The recent instability in nearby Arab countries is proving beneficial to Dubai as it’s increasingly being seen as a safe haven within this region.
Dubai enjoys political stability, an open economy, and as such the Department of Economic Development has said it is seeing increased interest from businesses and recorded a 17% growth in licenses granted in 2010 which followed cuts in minimum capital requirements. Citigroup is also forecasting growth of up to 4% in 2011 with 6% in 2012.
This growth is most easily seen in the airports and hotels. Passenger numbers passing through the international airport in January rose by 10% year-on-year. International freight volumes rose by 3.9%.
Hotel occupancy is up to 81% even though there are new hotels opening all the time. Some of this is probably due to the unrest as room occupancy in Beirut and Cairo fell by 40% in January and February, while Bahrain's rates fell by 20% in February.
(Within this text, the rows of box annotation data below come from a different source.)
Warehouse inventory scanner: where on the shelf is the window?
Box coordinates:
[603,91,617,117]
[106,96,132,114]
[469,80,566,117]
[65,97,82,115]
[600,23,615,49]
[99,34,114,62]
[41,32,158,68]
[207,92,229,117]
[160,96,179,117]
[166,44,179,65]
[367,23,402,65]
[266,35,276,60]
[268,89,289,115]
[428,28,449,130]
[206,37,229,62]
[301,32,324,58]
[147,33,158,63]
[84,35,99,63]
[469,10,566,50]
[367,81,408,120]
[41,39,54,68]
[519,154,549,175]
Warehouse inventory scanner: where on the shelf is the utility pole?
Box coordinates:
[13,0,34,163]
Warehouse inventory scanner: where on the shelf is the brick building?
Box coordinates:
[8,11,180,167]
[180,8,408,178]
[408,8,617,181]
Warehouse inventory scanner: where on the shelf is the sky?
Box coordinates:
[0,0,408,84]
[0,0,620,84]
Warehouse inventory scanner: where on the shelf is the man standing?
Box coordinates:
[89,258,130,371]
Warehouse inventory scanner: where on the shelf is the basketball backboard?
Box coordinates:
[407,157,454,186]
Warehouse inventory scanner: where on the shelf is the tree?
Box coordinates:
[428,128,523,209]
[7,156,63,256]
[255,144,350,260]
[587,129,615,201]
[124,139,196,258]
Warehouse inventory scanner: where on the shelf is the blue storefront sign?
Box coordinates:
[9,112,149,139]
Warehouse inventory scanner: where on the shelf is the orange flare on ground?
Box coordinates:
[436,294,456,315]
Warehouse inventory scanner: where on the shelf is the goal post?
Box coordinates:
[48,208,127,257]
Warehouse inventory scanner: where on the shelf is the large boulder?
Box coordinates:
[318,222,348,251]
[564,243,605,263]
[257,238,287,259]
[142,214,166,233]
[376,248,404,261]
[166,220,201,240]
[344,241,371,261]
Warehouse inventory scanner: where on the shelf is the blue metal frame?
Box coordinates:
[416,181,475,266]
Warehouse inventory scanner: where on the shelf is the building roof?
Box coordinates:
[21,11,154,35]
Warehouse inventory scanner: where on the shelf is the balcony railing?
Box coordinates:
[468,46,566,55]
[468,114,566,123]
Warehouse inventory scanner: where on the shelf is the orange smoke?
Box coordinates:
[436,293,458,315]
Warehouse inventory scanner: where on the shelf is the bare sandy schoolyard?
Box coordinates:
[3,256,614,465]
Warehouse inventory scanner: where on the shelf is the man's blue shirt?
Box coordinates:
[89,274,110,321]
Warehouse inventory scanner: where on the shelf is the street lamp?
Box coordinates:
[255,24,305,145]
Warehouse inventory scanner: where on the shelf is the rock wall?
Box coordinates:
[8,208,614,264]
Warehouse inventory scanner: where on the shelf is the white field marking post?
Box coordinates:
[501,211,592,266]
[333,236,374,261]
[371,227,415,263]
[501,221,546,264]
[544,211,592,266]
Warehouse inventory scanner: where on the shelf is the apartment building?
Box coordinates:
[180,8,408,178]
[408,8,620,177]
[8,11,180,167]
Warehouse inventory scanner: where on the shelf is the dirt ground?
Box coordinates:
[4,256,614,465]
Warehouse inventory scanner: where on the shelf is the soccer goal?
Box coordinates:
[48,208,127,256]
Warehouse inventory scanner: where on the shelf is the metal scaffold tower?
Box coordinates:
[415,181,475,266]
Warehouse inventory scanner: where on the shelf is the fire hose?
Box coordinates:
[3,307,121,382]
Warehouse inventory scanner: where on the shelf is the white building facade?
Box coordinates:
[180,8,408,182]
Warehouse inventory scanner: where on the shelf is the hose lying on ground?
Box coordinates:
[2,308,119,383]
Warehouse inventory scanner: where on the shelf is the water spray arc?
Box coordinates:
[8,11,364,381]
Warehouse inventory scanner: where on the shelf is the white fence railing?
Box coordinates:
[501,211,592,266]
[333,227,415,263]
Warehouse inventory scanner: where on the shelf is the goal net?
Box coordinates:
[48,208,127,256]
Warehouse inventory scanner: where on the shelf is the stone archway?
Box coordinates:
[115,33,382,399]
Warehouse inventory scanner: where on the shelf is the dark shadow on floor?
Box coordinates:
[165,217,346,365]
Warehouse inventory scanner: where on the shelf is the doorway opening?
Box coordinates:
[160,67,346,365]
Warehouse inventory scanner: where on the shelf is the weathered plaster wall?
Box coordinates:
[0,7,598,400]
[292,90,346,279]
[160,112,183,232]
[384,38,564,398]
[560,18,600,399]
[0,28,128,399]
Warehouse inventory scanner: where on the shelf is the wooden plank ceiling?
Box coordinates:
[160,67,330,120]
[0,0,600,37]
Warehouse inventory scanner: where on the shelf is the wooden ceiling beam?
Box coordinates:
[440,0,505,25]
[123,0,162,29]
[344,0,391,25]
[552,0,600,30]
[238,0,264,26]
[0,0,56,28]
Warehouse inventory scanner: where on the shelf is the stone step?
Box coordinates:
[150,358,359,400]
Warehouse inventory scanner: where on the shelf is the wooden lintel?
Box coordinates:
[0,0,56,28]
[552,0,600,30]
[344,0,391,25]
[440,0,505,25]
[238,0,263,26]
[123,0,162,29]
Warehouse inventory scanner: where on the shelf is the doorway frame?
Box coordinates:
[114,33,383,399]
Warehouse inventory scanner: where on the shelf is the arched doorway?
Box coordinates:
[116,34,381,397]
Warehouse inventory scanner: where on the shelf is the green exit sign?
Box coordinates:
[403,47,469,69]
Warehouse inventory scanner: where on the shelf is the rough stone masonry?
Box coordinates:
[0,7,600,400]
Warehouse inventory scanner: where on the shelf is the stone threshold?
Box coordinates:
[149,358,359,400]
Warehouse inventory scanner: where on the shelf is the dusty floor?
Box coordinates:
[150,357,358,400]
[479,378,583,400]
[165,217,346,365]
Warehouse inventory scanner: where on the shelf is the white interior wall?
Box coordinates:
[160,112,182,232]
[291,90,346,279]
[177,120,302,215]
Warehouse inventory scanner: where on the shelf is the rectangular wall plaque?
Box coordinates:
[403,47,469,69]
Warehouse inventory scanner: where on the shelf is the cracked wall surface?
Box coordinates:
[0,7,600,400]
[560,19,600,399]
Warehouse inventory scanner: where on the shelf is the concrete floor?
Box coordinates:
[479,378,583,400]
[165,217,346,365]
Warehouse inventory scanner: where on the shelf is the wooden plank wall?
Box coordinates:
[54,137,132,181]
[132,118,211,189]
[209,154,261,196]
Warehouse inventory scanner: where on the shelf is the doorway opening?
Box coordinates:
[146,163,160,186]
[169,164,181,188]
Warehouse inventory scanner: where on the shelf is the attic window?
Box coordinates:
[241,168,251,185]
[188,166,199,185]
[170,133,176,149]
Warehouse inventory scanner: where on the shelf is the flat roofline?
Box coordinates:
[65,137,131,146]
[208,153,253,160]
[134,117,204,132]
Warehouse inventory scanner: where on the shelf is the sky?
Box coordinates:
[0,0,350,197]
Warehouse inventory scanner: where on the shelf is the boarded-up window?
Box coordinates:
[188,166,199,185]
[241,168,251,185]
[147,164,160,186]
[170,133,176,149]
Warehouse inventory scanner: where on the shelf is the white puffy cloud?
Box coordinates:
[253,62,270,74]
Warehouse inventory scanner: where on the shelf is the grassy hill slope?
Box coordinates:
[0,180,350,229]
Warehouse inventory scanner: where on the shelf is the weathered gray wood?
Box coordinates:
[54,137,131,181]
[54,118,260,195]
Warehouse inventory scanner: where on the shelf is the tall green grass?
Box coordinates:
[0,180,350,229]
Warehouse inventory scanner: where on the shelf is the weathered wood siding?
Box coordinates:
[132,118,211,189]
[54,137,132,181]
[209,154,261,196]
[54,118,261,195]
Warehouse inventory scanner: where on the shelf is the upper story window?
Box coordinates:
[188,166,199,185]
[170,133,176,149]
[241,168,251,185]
This newfound optimism is also spreading to the property market and the current abundance of empty residential and commercial property is attracting many new arrivals, not least because of the preferential leasing rates being offered.
At the moment the property regulator is reviewing units planned for completion up until 2016; trying to fit supply to demand, while estate agents say that the numbers of transactions are increasing as interest from North Africa in particular shows strong growth.
However some experts believe the long-term picture remains uncertain due to the political instability in the region. There is the worry that some investors may view Abu Dhabi and Mumbai as offering greater opportunities for longer term gains.